The idea of including a link to your public key and a link the wiki on PGP is great! I'm going to do this as well. Would you mind showing me how you link to the above mentioned?
I agree that some terminology could make it easier. I think "key" is an ok choice for the private key, but for the public key I think there could be a better analogy. Calling them the same thing is a bit confusing and people don't understand that one of them you give away, while the other is confidential.
When I explain it to people I tell them that their public key is like an unlocked lockbox that you give people into which they can put a private message. They can close the box to lock it, but once they shut the box only you have the key to open it.
It's not a great analogy but it seems to me that the public key does not make sense as a "key" to the average person.
I think if it can be made to work, a better framing is in terms of establishing a secure channel and then communicating/sharing something over that channel.
Don't make the user think about the underlying mechanism at all.
The hardest part is probably getting the public key distributed, but that can just be "Check if Bill can receive over a secure channel."
I like this line of thinking.
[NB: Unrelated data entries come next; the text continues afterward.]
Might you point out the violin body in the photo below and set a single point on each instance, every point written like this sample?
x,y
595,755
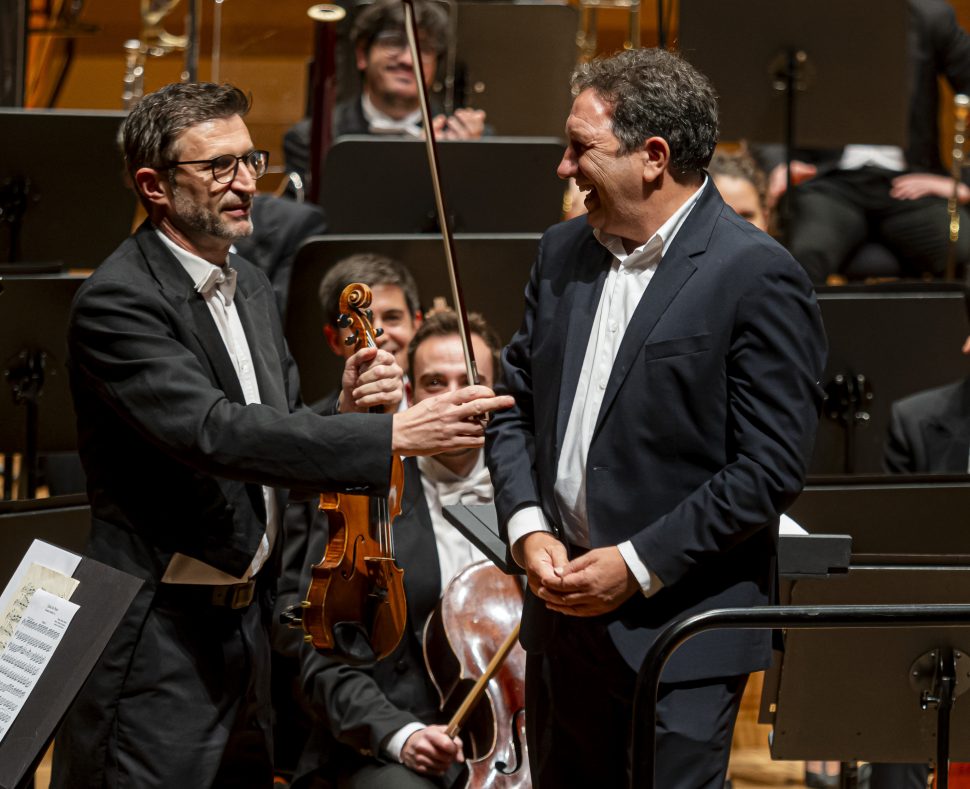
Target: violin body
x,y
355,607
480,608
356,591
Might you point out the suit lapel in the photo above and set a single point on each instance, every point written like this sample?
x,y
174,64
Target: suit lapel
x,y
415,549
674,269
177,287
255,321
576,312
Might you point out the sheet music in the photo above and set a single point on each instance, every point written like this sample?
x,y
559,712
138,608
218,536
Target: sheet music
x,y
36,577
40,629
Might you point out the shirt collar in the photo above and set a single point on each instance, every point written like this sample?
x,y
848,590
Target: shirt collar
x,y
653,249
382,123
205,275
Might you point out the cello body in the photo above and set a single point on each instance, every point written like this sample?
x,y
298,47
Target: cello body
x,y
479,610
355,607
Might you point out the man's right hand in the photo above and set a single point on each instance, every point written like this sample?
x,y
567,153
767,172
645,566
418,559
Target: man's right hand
x,y
430,751
540,554
446,422
778,179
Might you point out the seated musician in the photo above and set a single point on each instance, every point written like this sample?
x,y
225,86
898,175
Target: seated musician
x,y
388,100
379,725
929,432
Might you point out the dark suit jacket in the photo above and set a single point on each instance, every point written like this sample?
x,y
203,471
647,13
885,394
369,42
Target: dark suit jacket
x,y
938,46
929,432
360,707
705,428
280,226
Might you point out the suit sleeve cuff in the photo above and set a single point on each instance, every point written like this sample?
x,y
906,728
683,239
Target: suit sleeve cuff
x,y
525,521
395,743
649,582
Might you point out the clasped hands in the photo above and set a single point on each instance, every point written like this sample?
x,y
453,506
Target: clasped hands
x,y
430,751
595,583
449,421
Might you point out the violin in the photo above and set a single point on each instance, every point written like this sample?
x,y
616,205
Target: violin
x,y
355,606
472,637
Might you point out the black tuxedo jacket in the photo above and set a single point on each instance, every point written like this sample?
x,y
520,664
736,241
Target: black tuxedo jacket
x,y
706,424
174,459
360,707
929,432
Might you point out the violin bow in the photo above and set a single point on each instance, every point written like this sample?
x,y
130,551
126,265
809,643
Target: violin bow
x,y
411,28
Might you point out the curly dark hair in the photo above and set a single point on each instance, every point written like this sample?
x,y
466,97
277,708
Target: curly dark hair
x,y
150,133
741,164
384,15
656,93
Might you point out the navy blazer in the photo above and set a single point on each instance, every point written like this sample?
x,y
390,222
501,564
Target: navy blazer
x,y
929,432
705,429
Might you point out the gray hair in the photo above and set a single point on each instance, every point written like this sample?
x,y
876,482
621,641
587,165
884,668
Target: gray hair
x,y
655,93
150,133
370,269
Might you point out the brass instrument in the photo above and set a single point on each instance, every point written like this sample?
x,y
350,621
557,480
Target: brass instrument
x,y
961,108
589,11
156,41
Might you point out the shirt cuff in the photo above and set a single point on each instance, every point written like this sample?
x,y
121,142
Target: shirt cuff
x,y
525,521
395,743
649,582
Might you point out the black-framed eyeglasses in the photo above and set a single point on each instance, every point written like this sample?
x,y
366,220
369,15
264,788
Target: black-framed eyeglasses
x,y
225,167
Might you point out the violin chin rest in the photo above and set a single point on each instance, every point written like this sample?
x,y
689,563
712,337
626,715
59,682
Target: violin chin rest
x,y
351,643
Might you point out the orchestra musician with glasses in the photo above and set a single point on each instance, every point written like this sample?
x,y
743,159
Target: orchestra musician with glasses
x,y
191,433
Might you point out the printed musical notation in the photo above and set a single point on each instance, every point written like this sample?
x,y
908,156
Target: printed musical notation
x,y
36,577
39,629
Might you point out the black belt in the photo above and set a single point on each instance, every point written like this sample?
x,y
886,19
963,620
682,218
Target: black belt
x,y
231,596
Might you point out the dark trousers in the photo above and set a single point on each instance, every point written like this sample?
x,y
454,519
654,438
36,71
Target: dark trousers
x,y
579,706
186,705
899,776
835,213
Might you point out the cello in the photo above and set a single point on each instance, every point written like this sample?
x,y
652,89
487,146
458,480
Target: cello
x,y
355,606
498,663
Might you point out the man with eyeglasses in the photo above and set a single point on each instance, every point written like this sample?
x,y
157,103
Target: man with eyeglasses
x,y
388,100
190,430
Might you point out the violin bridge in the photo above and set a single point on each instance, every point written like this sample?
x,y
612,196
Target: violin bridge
x,y
293,616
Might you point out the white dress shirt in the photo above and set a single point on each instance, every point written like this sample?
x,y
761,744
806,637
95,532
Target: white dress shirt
x,y
208,278
626,282
442,488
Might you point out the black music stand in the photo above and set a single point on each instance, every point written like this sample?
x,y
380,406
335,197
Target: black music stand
x,y
36,410
848,85
103,595
64,521
494,271
495,185
62,191
497,46
885,342
855,695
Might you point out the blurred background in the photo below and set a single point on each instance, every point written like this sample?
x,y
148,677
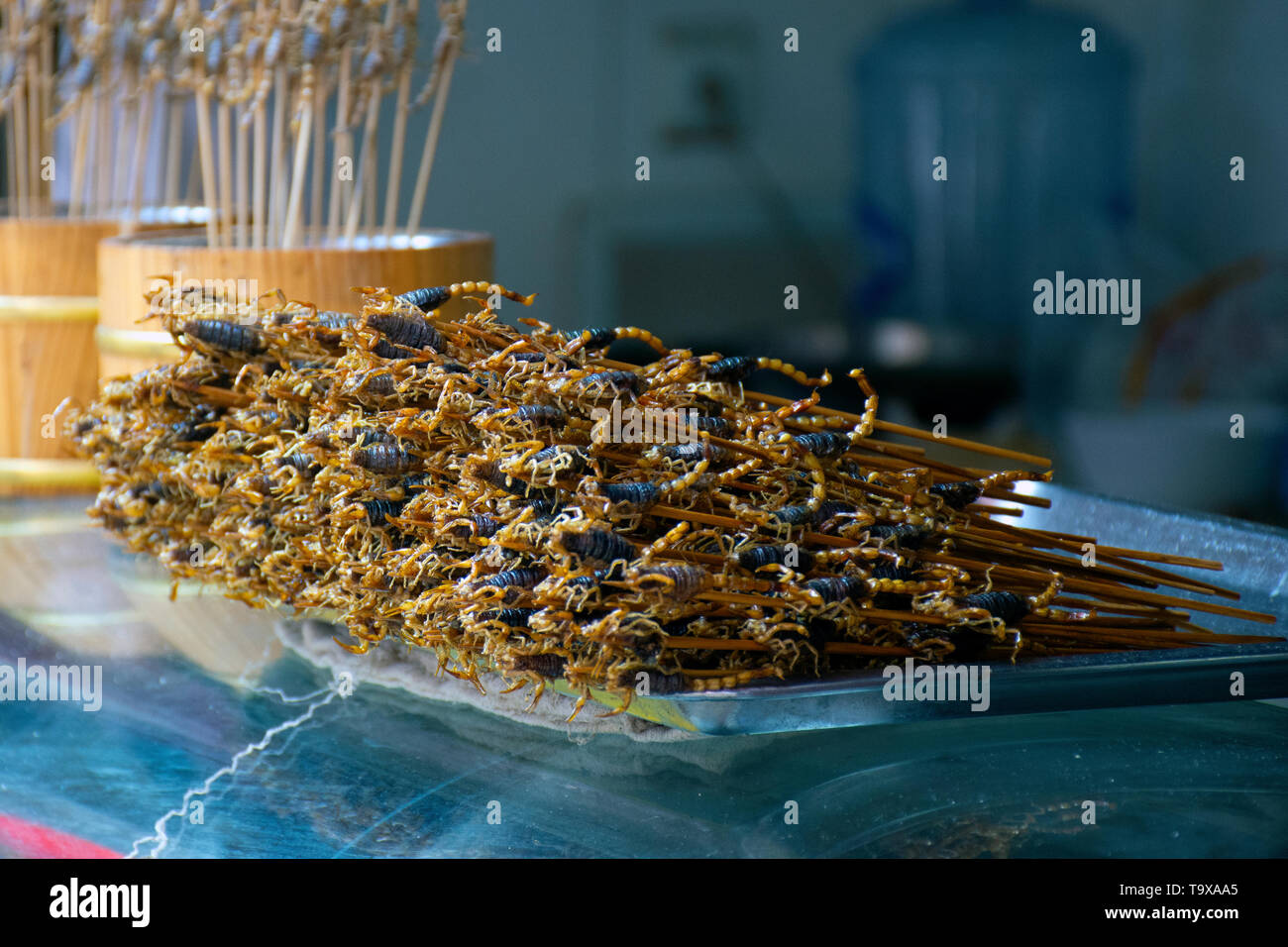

It seems that the word "key" is not the problem so much as the terms describing the respective key's status as opposed to their function. Perhaps something along the lines of "locking" and "unlocking" keys, or "encryption" key and "decryption" key (and, of course, "signing" key, no one has to know this is the same thing as your "decryption" key).
1. Abstraction. For the non-expert, the only metaphor that works for PKI is that of physical security. The concept of a "key" as a series of characters or a file that must be protected must be replaced by an abstraction that allows users to protect it in the same way they understand how to protect a key or a wallet.
So long as the "key" continues to appear to be an enormous password, people will continue to treat it that way, along with all the crazy worst-practices in the world. Not to mention the huge host of problems that accompanies key security for the layman.
I don't know what the answer is, but I do think that a physical token of some sort is the right start.
2. At the end of the day, the vast majority of people are not interested in the trade off between better security and convenience.
There is a learning curve, however shallow it can be made, and those that genuinely want or need better security are motivated enough to do the learning. For everyone else, it's like optional homework.
I would add to this that most everyone I know who cares about security is quite comfortable with a large array of APIs and software to do all sorts of cryptographic gymnastics. The bar is quite low already -- it has been for some time, IMO.